ARCD AraBERTv0.1 Results

Question

ARCD AraBERTv0.1 Results

YousefGh opened this issue 4 years ago · comments

I think the reported results on ARCD using AraBERTv0.1 are falling into a data leakage problem. I have replicated the same new pipeline you have (using arcd_preprocessing.py) in which I got these results:

Results: {'exact': 31.623931623931625, 'f1': 67.4479996189414, ..}

Which are very similar to Replicate SQuAD results #30 reported by alyafeai After that, I looked at one of the issues: Question Answering training data #23 where you've added this code snippet:

from SOQAL.data_helpers.data_split import train_test_split, combine_json_files

train_test_split("SOQAL/data/arcd.json",0.5)
combine_json_files(["SOQAL/data/Arabic-SQuAD.json","SOQAL/data/arcd-test.json"])

where you have combined arcd-test.json with Arabic-SQuAD.json to produce turk_combined and use arcd_preprocessing.py to get turk_combined_all_pre.json and arcd-test-pre.json like this:

python arcd_preprocessing.py \
    --input_file="/PATH_TO/arcd-test.json" \
    --output_file="arcd-test-pre.json" \
    --do_farasa_tokenization=True \
    --use_farasapy=True

python arcd_preprocessing.py \
    --input_file="/PATH_TO/turk_combined.json" \
    --output_file="turk_combined_all_pre.json" \
    --do_farasa_tokenization=True \
    --use_farasapy=True

The problem here is that you have combined the testing set arcd-test.json with Arabic-SQuAD.json which are used for fine-tuning.

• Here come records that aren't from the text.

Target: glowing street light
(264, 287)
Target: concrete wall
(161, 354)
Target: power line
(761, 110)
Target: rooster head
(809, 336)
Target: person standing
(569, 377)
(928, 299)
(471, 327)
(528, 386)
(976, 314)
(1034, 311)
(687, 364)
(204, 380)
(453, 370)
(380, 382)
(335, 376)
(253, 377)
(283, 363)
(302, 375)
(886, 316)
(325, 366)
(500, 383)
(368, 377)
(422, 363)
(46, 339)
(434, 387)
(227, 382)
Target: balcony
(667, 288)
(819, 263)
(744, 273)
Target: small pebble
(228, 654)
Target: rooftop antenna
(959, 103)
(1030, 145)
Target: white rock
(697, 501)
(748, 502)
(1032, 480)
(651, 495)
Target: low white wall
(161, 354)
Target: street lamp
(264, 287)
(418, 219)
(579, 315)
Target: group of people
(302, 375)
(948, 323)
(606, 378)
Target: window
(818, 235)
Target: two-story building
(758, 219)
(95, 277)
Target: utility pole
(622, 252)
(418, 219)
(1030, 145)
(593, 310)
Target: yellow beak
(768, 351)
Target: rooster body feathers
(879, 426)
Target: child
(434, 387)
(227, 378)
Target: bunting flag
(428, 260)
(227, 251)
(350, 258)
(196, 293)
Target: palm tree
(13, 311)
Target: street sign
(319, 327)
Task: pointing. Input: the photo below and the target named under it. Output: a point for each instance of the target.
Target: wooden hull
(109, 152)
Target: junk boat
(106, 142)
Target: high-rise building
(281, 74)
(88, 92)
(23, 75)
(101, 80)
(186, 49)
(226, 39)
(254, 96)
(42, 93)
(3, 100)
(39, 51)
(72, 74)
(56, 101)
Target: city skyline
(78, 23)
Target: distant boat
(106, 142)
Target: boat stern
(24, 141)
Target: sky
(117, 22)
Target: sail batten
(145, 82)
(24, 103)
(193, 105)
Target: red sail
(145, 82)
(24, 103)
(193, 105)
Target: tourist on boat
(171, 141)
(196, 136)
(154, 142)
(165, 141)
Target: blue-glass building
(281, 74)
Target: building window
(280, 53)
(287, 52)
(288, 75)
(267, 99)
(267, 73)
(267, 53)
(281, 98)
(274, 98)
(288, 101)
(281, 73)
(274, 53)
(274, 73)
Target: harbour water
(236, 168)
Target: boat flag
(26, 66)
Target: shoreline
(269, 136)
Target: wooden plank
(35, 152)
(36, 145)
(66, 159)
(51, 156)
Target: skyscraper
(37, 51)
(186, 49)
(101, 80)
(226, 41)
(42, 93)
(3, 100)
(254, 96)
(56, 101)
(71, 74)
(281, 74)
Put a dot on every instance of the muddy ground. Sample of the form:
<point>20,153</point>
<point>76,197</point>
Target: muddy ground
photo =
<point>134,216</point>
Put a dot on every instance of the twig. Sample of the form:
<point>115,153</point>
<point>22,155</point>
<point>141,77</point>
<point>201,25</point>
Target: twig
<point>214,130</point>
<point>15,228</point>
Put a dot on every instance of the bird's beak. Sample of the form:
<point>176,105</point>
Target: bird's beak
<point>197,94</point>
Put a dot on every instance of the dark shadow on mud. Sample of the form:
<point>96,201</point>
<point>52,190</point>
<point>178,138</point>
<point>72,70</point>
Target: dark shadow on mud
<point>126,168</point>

And then tested on data that are used for fine-tuning, arcd-test.json . Of course, these are speculations as you might've mistakenly put arcd-test.json instead of arcd-train.json in the reply only but not the actual code. So, I have purposely leaked the testing dataset with Arabic-SQuAD.json as what the code snippet above does and got:

Results: {'exact': 49.14529914529915, 'f1': 80.06334012841286, ..}

which are very similar to the reported results for AraBERTv0.1 on ARCD. Can you please check if I'm missing something

Wissam Antoun · Answer 1 · Fri Nov 13 2020 01:27:28 GMT+0800 (China Standard Time)

Yes, it seems that I actual mistakenly combined the test json instead of the training.

Thank you for the notice, I will update the results in the table asap.